Here’s my speech from last night’s Westminster Debate about Life after the UK riots.
Thank you so much for inviting me here this evening to discuss such an important subject.
You like me, were probably really shocked and horrified to watch the events unfold live on TV as it just seemed unbelievable that people from all walks of life were raiding shops, nicking trainers and TVs, and randomly kicking in shop windows.
I was particularly upset to see Reeves Corner, a family business that had been in Croydon for generations, burn down as I used to shop there with my Dad for beds and furniture, as we lived in Croydon for many years, and I just couldn’t believe that it was torched and it was so sad to see it burn down.

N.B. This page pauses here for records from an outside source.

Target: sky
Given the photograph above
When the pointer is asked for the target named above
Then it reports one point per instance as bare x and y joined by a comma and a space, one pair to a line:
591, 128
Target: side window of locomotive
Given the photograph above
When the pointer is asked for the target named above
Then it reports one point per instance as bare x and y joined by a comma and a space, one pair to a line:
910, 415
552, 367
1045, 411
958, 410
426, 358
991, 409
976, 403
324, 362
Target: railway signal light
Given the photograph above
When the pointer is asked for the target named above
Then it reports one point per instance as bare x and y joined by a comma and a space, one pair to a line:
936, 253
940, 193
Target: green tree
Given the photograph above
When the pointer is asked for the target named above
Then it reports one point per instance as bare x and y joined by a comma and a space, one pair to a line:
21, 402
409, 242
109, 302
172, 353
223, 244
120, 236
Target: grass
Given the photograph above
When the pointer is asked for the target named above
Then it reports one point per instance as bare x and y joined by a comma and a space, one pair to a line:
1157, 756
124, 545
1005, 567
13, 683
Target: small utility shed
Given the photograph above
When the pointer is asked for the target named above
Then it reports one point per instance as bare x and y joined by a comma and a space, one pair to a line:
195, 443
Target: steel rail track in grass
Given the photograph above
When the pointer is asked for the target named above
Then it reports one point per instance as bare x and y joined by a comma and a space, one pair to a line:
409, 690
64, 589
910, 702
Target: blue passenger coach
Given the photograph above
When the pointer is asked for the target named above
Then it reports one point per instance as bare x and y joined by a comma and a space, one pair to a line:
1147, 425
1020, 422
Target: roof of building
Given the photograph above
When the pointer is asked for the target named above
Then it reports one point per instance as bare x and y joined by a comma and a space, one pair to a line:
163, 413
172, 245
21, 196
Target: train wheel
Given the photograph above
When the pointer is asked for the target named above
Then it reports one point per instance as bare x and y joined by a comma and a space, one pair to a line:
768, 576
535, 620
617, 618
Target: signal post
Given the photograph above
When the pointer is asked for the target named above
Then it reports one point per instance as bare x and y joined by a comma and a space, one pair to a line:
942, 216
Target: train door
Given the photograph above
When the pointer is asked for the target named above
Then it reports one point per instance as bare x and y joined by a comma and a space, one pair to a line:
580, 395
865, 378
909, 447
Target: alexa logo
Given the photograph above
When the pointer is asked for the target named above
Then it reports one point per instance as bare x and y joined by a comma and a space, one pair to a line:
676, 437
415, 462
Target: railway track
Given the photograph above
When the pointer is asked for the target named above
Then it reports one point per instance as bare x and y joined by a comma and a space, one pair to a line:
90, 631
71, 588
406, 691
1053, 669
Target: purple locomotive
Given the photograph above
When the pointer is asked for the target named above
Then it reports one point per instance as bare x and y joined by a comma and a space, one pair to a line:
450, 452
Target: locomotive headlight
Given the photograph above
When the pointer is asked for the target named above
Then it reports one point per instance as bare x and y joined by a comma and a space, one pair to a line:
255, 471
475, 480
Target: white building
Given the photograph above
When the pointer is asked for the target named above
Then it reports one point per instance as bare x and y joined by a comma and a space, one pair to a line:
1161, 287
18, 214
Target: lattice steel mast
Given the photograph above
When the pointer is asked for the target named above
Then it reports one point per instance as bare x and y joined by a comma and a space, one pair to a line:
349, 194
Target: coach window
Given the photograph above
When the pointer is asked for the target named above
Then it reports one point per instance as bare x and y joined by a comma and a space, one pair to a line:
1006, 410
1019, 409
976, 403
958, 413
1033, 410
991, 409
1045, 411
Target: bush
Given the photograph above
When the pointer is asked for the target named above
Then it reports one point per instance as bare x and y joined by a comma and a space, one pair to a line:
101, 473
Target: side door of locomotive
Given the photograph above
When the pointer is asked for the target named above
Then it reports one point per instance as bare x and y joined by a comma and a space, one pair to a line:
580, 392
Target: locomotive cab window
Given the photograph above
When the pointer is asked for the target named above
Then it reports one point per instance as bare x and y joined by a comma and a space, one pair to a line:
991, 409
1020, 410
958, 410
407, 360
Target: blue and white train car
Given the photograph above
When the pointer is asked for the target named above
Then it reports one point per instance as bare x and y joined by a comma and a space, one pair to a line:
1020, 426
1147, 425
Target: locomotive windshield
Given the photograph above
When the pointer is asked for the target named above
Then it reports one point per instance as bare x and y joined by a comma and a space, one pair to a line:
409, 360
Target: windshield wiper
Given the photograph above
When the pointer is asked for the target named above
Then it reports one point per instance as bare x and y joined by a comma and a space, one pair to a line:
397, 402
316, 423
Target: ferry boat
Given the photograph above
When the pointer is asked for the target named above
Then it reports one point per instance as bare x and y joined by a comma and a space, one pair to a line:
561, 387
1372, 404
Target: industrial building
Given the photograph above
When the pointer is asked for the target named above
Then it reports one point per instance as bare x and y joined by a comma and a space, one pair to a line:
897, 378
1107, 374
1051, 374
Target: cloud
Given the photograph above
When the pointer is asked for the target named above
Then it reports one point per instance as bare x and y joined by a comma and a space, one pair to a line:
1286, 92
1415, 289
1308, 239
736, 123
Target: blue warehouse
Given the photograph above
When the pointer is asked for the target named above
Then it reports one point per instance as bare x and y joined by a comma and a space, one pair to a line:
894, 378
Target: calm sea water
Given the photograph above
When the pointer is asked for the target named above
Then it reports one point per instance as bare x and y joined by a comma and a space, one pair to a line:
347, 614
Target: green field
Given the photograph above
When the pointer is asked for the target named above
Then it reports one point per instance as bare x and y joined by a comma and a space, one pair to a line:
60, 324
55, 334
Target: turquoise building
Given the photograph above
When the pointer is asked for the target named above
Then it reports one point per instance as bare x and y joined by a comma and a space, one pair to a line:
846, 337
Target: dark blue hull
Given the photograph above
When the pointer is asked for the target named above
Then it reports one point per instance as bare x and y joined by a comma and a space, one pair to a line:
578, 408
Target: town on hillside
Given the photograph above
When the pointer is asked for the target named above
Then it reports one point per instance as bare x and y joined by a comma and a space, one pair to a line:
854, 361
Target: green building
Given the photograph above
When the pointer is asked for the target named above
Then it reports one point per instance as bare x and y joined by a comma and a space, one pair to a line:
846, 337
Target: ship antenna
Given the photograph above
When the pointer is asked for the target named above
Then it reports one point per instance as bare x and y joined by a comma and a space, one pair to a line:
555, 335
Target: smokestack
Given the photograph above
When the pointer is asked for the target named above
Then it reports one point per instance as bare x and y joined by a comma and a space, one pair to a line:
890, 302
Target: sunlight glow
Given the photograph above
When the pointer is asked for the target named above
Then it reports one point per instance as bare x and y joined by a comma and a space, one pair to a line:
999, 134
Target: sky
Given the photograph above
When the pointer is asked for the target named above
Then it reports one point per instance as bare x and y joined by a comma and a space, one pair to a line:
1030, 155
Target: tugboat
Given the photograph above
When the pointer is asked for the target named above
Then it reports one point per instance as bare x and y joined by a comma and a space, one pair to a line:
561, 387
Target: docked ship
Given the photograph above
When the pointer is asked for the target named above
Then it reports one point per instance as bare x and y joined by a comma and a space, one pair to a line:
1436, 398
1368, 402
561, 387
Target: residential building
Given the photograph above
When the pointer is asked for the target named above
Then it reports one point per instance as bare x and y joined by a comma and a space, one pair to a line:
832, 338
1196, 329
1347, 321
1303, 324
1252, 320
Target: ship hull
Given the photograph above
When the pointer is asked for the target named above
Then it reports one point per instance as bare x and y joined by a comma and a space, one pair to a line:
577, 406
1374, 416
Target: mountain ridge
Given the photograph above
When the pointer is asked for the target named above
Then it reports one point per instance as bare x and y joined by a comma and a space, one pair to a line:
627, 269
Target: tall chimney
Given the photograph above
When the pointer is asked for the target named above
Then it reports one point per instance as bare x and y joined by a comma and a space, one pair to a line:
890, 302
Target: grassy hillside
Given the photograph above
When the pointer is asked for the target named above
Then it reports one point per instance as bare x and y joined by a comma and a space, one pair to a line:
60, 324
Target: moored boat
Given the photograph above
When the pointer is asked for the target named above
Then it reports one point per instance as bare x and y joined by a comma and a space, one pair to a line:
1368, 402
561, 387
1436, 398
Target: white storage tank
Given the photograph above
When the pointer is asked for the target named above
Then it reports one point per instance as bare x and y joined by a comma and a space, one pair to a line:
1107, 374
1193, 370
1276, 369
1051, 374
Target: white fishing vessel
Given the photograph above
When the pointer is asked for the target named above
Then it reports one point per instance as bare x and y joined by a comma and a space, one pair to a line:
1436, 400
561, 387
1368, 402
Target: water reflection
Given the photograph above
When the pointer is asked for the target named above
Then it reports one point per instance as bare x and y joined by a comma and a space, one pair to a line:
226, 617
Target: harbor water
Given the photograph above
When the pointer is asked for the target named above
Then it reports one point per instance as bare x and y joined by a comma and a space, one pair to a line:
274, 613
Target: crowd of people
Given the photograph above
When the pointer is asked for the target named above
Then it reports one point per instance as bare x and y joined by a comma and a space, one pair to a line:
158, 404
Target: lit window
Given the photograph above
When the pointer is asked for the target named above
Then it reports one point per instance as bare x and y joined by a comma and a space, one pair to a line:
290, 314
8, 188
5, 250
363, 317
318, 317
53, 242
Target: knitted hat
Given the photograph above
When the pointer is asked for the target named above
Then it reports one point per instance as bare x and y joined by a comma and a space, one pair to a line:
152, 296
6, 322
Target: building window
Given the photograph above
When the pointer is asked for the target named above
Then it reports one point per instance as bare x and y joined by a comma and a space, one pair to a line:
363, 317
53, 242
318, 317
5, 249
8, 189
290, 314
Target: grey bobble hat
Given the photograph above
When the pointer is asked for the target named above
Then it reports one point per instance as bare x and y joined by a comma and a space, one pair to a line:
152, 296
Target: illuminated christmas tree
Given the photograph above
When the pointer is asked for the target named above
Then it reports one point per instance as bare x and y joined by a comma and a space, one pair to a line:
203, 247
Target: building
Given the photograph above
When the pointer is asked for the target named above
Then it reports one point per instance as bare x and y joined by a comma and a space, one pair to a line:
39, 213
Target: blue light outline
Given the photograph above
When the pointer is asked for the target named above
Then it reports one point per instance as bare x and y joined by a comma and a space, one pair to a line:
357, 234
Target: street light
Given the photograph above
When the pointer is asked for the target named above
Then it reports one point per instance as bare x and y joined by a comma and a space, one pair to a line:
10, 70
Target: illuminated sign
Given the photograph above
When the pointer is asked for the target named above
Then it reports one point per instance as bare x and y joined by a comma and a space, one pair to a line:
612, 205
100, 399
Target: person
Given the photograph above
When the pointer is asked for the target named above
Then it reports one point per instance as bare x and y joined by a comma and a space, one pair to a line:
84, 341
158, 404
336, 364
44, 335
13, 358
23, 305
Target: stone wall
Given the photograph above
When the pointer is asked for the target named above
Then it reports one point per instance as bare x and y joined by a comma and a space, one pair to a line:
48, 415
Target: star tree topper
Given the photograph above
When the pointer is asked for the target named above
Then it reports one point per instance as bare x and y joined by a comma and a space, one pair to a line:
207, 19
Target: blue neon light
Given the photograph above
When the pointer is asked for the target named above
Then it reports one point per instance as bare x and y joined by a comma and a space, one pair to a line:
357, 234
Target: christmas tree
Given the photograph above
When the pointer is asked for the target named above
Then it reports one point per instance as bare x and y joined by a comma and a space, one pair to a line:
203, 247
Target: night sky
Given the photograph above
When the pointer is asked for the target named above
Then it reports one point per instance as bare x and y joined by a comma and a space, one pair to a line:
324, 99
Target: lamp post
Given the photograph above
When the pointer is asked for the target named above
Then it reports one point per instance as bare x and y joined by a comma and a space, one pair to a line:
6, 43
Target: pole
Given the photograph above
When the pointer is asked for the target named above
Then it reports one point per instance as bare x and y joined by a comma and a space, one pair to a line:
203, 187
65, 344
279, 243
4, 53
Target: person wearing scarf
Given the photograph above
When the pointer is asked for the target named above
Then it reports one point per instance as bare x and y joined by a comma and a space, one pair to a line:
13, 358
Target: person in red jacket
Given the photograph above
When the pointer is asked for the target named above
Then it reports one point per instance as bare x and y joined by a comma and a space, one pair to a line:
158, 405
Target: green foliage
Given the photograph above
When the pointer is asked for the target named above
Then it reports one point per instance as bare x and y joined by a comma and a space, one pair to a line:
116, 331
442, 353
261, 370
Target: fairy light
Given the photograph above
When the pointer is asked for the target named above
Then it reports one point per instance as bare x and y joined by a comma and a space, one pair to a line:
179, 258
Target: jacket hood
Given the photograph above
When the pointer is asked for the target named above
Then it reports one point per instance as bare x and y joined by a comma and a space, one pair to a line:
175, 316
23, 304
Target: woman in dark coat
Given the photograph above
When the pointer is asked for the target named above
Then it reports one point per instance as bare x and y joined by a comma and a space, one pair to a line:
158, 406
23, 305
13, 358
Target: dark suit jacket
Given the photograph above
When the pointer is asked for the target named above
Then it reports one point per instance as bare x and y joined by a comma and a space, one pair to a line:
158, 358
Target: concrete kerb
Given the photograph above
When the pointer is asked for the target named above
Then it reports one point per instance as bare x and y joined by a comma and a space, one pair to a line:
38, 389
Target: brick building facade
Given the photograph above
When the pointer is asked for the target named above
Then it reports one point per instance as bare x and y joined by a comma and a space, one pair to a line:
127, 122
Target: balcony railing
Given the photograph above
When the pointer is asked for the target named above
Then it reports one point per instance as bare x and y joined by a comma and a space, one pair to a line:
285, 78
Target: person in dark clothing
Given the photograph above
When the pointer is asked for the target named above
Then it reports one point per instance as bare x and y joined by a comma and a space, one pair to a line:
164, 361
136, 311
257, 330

The riots were due in my opinion, to a number of complex factors and of course there is no one single, simple, solution but what disturbed me most was the discovery that despite more than 4,000 riot-related arrests, and harsher than average sentences in the courts, many of those interviewed said they did not regret their actions !
And while I think there is an argument that the riots were caused by a generation of children growing up with no hope and nothing to lose, and with an absence of “hopes and dreams”, why have these young people grown up with these disturbing values that it’s OK to steal and pilfer?
I remember nodding fiercely in agreement with the Acting Commissioner of PoliceTim Godwin when he spoke live on Sky News and asked: “Parents where are your children?” as I DO believe parents have a key role in bringing up honest, law abiding, respectful adults with strong values of right from wrong, and parents need to care enough to know where their kids are and with whom..
Four years ago I read the UNICEF report on why children in the UK were so unhappy, so un-cherished and so un -nurtured. I was so incensed by the Report the last time, that I stayed up until 2.30 am to record a video called “A Nation Of Bad Parents“ trying to be part of the solution to this very serious problem.
Four years later and I see nothing has changed…… another UNICEF Report – another sad indictment of life as a child in the UK – and yet parenting workshops, parenting talks, parenting classes are all still taboo, stigmatised and frowned upon as akin to therapy, counselling or implying you are broken or troubled if you want to be the best parent you can be.
We as a nation don’t do “self development” as we are far too sensitive to being taught how to bring up happy, confident, well behaved kids with strong values and big dreams a sense of individual responsibility.
The definition of madness is to keep doing the same thing over and over again; expecting a different result and this is like a four year cycle of failure here in theUK.
We go on courses on everything from marketing to management yet we receive literally no skills training for the most important job in the world – raising happy, confident well behaved, independent and socially responsible adults.
I would like to see the Government taking up the mantle of making parenting workshops less taboo, and as natural as going to Ante Natal Classes…… free from finger pointing and blame because it’s not JUST about poverty, or single parenting …… it’s about the MINDSET of making our children our priority, and making it OK to explore our parenting techniques …… because children really don’t come with a handbook but they do need us to guide, nurture and teach them !
Children spell love T-I-M-E and they don’t really need huge amounts of material things – they need our attention: our presence – not our presents and they need to feel that they are the most important people in our world.
They need us as parents to pass on our values to them, to talk with them, to play with them, and to read with them and have fun with them – building happy memories that last a lifetime, and to nurture their dreams and to help them take small steps every day, every week and every year towards fulfilling them. We need to hold high aspirations and expectations for our kids and teach them self discipline, right from wrong and social responsibility.
We need to de – mystify parenting, to simplify it, to make children’s emotional well -being CENTRAL to family life and to teach some parents the tools , the techniques and strategies to make life with children rewarding, joyful, fun and enriching – free from finger pointing, judgment and criticism.
I was pondering being a role model to my own children during the riots, who have both recently turned 19 and 17 which lead me to write a blog that is on my website called:
Heroes, Role Models and David Beckham – being a super hero to your kids.
Some people idolise footballers, athletes, film stars or business dragons and I actually think that it really matters who you choose to be your hero because it says a lot about you.
After all your heroes and heroines are the figures and people we wish to become or wish to emulate.
These are the people we secretly admire in our quiet moments of pondering and daydreaming.
They represent our potential and our unlimited possibilities.
Heroes provide us with a moral compass, a destination that we would like to reach or a core value that speaks to us.
We are our children’s role models, whether we like it or not, and we pass on our values to our kids who look up to us as role models.
Perhaps it’s time to step back and reflect on whether we are doing a good job and if we decide that we’re not, to ponder…. what are we as a society going to do about it?